25 febbraio 2009

THE READER

Ieri sera ho finito un libro che mi ha fatto dormire sonni agitati. O magari è stato il tonno.
No, secondo me più il libro!
Stasera mi dò una pacca sulla spalla e mi porto al cinema. A vedere THE READER.
Il film è bello, ma il mio stato d'animo è sempre più depresso e malinconico. Mi chiedo perchè mi dò retta!!?
Oltre tutto sono anche molto arrabbiata perchè ci arroghiamo sempre il diritto di decidere le sorti degli altri.
Mi ha molto inquietata il vedere come la storia, in mega o in micro, si ripeta e si riproponga. Con motivazioni diverse, con coscienze diverse, ma tagliamo il traguardo tutti con lo stesso peccato sulle spalle.
Hanna ha lavorato come guardiana nei campi di concentramento.
Lei ed altre 5 vengono giudicate, più moralmente che legalmente, a riguardo della procedura da loro usata, di selezionare 10 donne da rimandare a morire ad Auschwitz.
Nei campi hanno lavorato centinaia di guardiane, migliaia di uomini e donne con oneri e responsabilità anche peggiori; ma queste 6 sono state scelte a loro volta per fungere da capro espiatorio. Saranno loro a pagare a nome di tutti. Sono state loro ad essere selezionate per essere sacrificate.
L'insegante spiega una cosa tanto banale quanto aberrante e purtroppo inoppugnabile: le persone vengono giudicate ADESSO, ma tenendo conto delle leggi vigenti ALLORA.
In effetti non si può condannare qualcuno che ha agito contro gli Ebrei mentre erano in vigore le leggi razziali. Nessuno avrebbe mai dovuto permettere l'esistenza di leggi razziali!
Grazie al cielo l'insegnante aggiunge anche che uccidere è sempre peccato. Un piccolo e fievole barlume di moralità...

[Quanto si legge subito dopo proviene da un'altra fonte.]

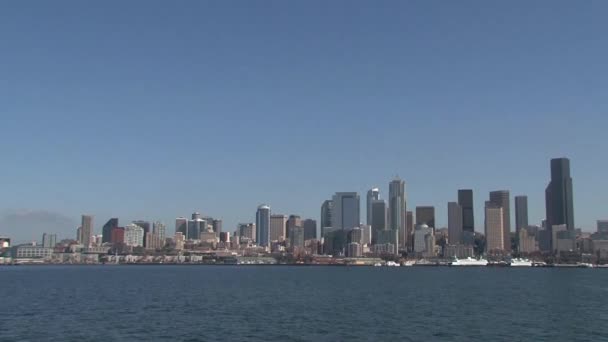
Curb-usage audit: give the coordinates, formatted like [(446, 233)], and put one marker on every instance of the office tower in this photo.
[(379, 218), (501, 198), (217, 226), (602, 226), (558, 196), (396, 211), (326, 215), (454, 223), (521, 213), (277, 227), (181, 226), (372, 195), (425, 215), (106, 231), (48, 240), (262, 222), (494, 229), (465, 200), (160, 230), (145, 225), (134, 235), (86, 230), (292, 222), (346, 213), (310, 229)]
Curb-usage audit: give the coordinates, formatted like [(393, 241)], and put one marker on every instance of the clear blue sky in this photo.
[(154, 109)]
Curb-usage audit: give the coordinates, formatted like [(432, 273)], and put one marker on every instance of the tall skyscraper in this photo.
[(372, 195), (494, 229), (278, 223), (87, 230), (521, 213), (558, 196), (262, 222), (326, 215), (454, 223), (396, 211), (501, 198), (346, 213), (425, 215), (379, 218), (465, 200), (160, 230), (106, 231)]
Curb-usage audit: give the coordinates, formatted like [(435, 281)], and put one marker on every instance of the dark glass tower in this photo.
[(465, 200), (558, 195), (106, 231)]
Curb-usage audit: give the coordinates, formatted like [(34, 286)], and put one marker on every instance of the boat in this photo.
[(469, 262), (521, 263)]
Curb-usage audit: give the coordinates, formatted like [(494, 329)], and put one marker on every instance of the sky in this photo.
[(154, 109)]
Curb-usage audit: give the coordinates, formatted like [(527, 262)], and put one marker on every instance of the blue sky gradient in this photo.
[(152, 110)]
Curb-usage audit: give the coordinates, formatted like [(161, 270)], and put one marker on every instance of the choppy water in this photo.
[(280, 303)]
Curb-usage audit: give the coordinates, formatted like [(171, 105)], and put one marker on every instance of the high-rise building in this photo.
[(277, 227), (160, 230), (86, 230), (521, 213), (454, 223), (106, 231), (346, 213), (134, 235), (494, 229), (425, 215), (262, 222), (465, 200), (558, 196), (396, 211), (372, 195), (602, 226), (501, 198), (379, 218), (326, 215), (310, 229), (48, 240)]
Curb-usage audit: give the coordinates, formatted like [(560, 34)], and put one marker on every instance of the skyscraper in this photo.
[(326, 215), (501, 198), (396, 211), (262, 222), (465, 200), (425, 215), (521, 213), (454, 223), (346, 213), (87, 230), (494, 229), (558, 196), (372, 195), (106, 231), (277, 227)]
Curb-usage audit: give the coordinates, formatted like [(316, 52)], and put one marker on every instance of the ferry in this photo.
[(469, 262), (521, 263)]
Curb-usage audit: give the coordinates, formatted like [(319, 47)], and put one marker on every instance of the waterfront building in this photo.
[(372, 195), (397, 207), (346, 210), (558, 196), (134, 235), (454, 223), (106, 231), (262, 223)]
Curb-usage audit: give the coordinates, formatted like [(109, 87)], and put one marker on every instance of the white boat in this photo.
[(521, 263), (469, 262)]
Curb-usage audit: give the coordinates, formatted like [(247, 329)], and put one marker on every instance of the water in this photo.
[(280, 303)]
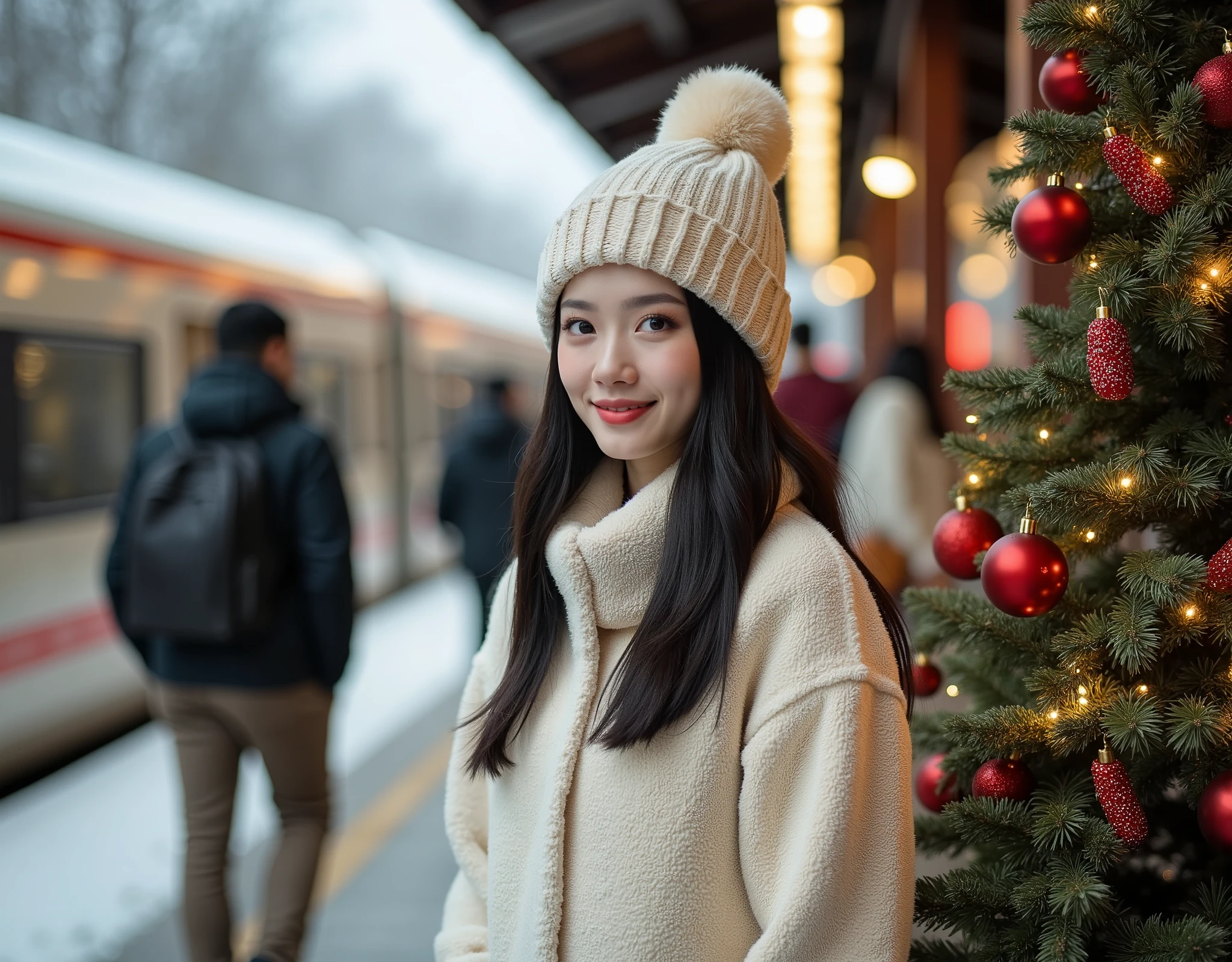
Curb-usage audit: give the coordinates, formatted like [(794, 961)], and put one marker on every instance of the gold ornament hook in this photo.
[(1101, 311)]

Michael non riesce a capacitarsi della spietata e razionale crudeltà di Hanna. Che porta come sue ragioni, il dovere. Il lavoro.

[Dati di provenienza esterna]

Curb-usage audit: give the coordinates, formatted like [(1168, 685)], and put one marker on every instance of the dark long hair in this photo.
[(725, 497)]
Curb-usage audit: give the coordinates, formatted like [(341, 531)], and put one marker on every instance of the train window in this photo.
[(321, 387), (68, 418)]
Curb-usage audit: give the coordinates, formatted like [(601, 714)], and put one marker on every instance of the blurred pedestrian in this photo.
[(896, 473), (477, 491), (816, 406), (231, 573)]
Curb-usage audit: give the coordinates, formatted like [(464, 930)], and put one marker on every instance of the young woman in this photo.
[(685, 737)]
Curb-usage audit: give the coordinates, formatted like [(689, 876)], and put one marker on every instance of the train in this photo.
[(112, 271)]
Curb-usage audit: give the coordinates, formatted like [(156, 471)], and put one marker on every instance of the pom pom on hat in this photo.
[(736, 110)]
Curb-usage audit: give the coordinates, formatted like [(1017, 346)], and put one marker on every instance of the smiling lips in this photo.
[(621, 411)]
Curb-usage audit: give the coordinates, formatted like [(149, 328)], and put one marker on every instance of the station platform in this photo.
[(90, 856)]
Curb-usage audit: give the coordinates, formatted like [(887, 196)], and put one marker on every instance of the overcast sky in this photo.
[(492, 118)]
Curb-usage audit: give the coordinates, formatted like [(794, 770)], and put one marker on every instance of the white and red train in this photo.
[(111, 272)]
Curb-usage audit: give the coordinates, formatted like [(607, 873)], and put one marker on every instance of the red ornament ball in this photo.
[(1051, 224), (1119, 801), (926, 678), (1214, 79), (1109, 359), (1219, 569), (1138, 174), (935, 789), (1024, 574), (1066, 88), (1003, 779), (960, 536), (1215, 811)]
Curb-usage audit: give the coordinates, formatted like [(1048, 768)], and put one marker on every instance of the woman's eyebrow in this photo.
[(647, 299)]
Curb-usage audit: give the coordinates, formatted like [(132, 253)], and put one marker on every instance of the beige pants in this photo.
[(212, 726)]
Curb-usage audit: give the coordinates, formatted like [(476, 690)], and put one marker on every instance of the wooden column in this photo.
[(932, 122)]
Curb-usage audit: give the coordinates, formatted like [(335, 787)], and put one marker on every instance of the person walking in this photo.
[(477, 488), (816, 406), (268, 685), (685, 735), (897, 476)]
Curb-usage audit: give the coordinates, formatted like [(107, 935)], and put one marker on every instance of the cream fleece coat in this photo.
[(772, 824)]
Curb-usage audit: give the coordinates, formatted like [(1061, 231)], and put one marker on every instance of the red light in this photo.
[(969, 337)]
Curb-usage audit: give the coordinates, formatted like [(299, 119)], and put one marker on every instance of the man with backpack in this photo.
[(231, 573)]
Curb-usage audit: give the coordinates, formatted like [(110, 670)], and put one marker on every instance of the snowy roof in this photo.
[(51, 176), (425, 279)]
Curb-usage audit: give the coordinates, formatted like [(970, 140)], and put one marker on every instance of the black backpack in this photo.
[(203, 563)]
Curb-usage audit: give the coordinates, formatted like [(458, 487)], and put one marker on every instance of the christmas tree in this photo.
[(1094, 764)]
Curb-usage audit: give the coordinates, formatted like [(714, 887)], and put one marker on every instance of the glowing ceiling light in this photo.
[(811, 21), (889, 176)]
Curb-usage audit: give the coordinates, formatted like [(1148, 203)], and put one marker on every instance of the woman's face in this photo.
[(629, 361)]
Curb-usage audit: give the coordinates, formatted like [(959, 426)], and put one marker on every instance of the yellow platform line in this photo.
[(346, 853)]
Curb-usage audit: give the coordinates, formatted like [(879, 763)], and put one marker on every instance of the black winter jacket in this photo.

Potrebbe scagionarla dall'accusa più grave. Farle scontare 4 anni come le altre 5 guardiane, del tutto disinteressate al loro processo, e per nulla cambiate nella loro meschinità; ma preferisce lasciarla al suo destino, sperando che le impartisca una lezione.
Ma "i campi non insegnano niente". La risposta che trova nella sua visita ad Auschwitz è sbagliata. Il suo paragonare la prigione di Hanna alla prigione degli Ebrei lo porta a commettere lo stesso errore dei colpevoli: giudicare. Decidere le sorti.

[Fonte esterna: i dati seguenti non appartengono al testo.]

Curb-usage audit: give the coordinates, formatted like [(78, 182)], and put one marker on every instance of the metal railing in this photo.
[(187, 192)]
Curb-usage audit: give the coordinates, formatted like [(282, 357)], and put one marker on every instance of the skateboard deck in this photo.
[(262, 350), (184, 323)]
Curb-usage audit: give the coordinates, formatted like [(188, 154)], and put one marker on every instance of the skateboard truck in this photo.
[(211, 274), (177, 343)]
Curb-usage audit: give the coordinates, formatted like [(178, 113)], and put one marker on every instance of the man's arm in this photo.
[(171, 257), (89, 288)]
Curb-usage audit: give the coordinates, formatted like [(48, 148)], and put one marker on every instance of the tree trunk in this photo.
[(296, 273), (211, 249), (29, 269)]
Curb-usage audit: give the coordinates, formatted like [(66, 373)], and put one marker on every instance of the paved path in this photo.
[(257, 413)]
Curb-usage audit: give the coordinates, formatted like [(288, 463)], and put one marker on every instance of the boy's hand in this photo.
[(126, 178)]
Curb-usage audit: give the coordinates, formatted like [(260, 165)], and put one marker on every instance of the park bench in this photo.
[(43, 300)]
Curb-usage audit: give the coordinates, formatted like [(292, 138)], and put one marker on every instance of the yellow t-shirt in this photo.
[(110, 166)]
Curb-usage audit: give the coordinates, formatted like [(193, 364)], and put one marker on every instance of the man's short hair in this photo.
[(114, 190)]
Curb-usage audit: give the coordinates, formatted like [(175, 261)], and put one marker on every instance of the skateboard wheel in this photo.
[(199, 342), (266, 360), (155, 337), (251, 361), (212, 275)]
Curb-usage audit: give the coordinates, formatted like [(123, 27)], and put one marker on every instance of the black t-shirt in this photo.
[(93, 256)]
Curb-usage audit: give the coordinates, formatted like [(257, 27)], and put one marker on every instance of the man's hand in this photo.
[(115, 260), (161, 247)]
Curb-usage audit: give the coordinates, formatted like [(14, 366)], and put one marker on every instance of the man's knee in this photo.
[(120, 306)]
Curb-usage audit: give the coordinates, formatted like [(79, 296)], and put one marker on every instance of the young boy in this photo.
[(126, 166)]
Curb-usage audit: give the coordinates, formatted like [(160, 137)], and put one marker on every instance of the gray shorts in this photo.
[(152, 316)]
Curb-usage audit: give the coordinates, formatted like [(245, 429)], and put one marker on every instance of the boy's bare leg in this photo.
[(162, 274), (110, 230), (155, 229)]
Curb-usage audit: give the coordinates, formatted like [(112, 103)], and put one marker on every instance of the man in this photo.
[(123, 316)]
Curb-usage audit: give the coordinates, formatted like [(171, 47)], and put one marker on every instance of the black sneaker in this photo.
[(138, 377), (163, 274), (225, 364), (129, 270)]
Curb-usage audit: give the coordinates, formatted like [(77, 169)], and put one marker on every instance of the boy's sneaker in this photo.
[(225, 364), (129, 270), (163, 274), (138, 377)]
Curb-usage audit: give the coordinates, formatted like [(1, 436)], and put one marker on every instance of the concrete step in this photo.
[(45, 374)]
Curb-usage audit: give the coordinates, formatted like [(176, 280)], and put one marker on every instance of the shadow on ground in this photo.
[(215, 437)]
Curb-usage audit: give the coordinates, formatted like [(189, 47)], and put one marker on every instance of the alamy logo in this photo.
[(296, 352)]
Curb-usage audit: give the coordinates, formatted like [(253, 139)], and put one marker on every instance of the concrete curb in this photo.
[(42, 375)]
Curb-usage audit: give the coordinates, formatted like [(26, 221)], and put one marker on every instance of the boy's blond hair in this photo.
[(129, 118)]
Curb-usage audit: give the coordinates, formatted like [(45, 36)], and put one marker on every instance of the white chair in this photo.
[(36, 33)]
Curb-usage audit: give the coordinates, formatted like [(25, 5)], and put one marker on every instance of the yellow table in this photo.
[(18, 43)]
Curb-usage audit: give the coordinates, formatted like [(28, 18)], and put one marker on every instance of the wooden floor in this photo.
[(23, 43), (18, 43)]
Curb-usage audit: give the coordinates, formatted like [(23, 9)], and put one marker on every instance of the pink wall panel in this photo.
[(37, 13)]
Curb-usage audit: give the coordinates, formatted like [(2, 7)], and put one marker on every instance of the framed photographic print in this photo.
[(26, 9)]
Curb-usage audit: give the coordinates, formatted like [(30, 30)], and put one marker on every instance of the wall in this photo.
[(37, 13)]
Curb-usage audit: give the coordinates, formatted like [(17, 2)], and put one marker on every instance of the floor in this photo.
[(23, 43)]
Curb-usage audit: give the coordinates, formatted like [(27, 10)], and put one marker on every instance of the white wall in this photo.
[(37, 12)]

"Cosa hai imparato in prigione?" (ma "i campi non insegnano niente") le chiede 20 anni dopo.
"A leggere" risponde lei.
Un film pesante, come lo possono essere solo quelli legati al NaziFascismo.
Un rimando di domande e un' eco di risposte.
La scatoletta del the fa commuovere. Se si pensa che siamo tutti infinitamente simili. Anche se stiamo dai due lati opposti della barricata.